Tragically, Ed's agony was needless because plenty of people were willing to help him. Ruth Sparrow of St. Petersburg, Fla., wanted money, so she ran a newspaper ad that read: "Kidney, runs good, $30,000 or best offer." She got a couple of serious calls, she said, but then the newspaper warned her she might be arrested.
Why? Why aren't desperate people allowed to use money as a motivator?
Because other people hate the idea, and since some of those people are in government, they get to lock you up for doing what they hate.
I talked with Steve Rivkin, who joined a waiting list for kidneys when it was "just" 30,000 names long. "I don't think that there's anything wrong with paying money for a kidney transplant," he told me. "I just want a kidney that works!"

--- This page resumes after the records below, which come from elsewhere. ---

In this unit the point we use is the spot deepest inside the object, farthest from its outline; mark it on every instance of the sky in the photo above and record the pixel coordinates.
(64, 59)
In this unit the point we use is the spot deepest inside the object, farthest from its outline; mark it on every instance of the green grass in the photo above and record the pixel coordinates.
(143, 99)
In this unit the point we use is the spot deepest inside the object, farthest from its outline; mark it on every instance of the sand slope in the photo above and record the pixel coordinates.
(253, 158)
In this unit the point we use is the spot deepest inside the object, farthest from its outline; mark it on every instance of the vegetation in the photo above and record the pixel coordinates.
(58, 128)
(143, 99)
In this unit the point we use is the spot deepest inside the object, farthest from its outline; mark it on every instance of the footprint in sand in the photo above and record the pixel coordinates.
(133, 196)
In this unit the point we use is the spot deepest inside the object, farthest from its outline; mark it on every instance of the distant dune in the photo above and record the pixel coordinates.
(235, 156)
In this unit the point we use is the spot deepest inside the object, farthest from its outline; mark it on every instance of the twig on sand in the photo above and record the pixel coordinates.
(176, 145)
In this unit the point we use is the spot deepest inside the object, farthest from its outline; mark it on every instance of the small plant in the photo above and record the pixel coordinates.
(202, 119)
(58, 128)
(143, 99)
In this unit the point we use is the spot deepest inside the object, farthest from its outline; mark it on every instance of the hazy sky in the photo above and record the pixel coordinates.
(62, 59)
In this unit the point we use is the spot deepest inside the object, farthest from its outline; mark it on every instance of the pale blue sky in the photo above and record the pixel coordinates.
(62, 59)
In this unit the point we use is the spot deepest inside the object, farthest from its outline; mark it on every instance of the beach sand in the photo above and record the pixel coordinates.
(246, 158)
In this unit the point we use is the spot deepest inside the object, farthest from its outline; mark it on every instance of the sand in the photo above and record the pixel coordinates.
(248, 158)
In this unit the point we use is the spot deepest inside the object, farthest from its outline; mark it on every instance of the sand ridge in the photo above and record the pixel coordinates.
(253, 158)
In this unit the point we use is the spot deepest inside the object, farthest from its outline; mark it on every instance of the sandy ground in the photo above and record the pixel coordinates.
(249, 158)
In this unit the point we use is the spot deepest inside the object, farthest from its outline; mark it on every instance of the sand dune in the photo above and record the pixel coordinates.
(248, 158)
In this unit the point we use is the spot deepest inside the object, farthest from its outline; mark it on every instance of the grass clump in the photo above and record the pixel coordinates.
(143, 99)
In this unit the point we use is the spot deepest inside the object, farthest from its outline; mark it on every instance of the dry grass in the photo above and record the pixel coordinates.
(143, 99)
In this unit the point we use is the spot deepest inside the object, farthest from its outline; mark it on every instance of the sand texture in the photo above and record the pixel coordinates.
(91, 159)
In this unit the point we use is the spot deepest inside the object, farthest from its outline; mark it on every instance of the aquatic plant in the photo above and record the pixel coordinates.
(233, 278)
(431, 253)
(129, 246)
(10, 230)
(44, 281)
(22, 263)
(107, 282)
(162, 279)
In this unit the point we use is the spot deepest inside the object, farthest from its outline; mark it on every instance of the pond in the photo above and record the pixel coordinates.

Dr. Brian Pereira, former president of the National Kidney Foundation, told me he empathized with Rivkin's need. "The good news," he said, "is that this person can continue on dialysis under the current system, which functions extremely well."
Seventeen deaths per day is a system functioning "extremely well"? When I challenged him about that, he said poor people would be vulnerable to "exploitation" if there were an open market for kidneys.
I found pictures of men from the Philippines who'd exchanged a kidney for just $1,000. They posed on a beach, showing their scars. Such pictures make wealthy Americans say, "These poor people were exploited! They risked their lives for just $1,000."
But what gives us the right to decide for them? No one forced them. They wanted the $1,000 more than they wanted two kidneys. To say the poor are too desperate to resist a dangerous temptation is patronizing. Poor people are entitled to run their own lives, too.
Steve posted an ad online, and soon people from all over the world were calling to sell him a kidney. Pereira says sternly, "That's where we have to step in."
No, doctor, that's where you have to step aside. Like many anointed experts, Dr. Pereira thinks he and others like him — "the government, the professional societies who help the government make the right policies" — have to make our decisions for us. But that conceit condemns people to suffer and die — as Steve Rivkin did.
Government and professional societies have no right to do that. They don't own your body. You do.
Al Gore may think that it is moral that if he and enough others who agree with him can get elected, they get to make your decisions. But that way lies death, if you need a kidney — and deprivation if you need anything else he and his comrades don't want you to have. There's a better, truer morality: the morality of the Founders, who held it to be self-evident that each of us had the rights to life and liberty — that each of us owned, and had the right to strive to preserve and enjoy, our own life.